Everything for Trump is a negotiation. And much of his campaign was based on the idea that the U.S. has been getting a bad bargain.

"You look at what the world is doing to us at every level, whether it's militarily or in trade or so many other levels, the world is taking advantage of the United States," Trump told CNN. "And it's driving us into literally being a third-world nation."

As a businessman, Trump has a long history of using pressure tactics to drive hard bargains. USA Today found hundreds of examples in which employees and contractors accused Trump of not paying them for their work. They sometimes settled for less than they were owed, rather than face a lengthy legal battle against Trump and his deep pockets.

Similarly, Trump argues that if the U.S. puts pressure on other countries — by imposing import tariffs or demanding payment for military protection — they'll quickly back down.

Some foreign policy scholars are not convinced this zero-sum mindset is appropriate.

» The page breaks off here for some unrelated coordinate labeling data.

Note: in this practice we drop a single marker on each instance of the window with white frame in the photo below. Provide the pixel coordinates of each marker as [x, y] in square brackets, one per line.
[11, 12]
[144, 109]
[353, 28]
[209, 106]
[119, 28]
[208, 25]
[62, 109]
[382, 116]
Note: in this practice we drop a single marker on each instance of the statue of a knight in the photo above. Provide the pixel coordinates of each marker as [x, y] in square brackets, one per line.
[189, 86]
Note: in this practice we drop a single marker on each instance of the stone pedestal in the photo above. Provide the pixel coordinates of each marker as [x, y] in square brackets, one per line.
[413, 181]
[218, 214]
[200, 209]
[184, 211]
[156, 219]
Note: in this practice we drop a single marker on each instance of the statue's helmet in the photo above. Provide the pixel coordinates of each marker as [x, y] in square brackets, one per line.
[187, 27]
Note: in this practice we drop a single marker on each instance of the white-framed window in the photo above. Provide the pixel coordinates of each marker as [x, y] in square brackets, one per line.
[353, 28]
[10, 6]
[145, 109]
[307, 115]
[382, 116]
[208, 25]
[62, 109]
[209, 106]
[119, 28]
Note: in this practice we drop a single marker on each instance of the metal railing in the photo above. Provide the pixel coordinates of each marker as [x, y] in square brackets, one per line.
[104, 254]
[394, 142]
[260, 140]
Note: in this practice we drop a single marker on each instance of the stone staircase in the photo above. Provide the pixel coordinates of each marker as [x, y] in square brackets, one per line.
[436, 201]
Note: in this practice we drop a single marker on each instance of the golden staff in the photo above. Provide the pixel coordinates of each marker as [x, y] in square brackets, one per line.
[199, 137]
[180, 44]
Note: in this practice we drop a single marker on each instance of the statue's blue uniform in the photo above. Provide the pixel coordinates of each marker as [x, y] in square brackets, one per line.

"By threatening to drive harder bargains, he might manage to eke out a slightly larger share of the pie," said Daniel Drezner of the Fletcher School of Law and Diplomacy at Tufts University. "But he also threatens to blow up that pie in the process."

The stock market has sent clear signals that investors are worried about the economic fallout from a Trump administration. According to one estimate, the S&P 500 index will be worth 12 percent less under Trump than it would have been had Clinton been elected.

Count on the president-elect to loudly hype any success while downplaying any setback. And if that requires bending the truth a bit, so be it.

"People want to believe that something is the biggest and the greatest and the most spectacular," Trump wrote in his bestselling 1987 book, The Art of the Deal. "It's an innocent form of exaggeration — and a very effective form of promotion."

If history is any guide, the new Trump administration will not be overly constrained by facts.

Trump has shamelessly exaggerated the height of his buildings, the size of his profits, and even the number of people who showed up to cheer his presidential bid.

"When you have a huge crowd, and Trump draws huge crowds, there's no need to exaggerate," Johnston said. "Except in Donald's mind where big is never big enough."

Don't expect that to stop now that he's achieved the biggest and most powerful office in the land.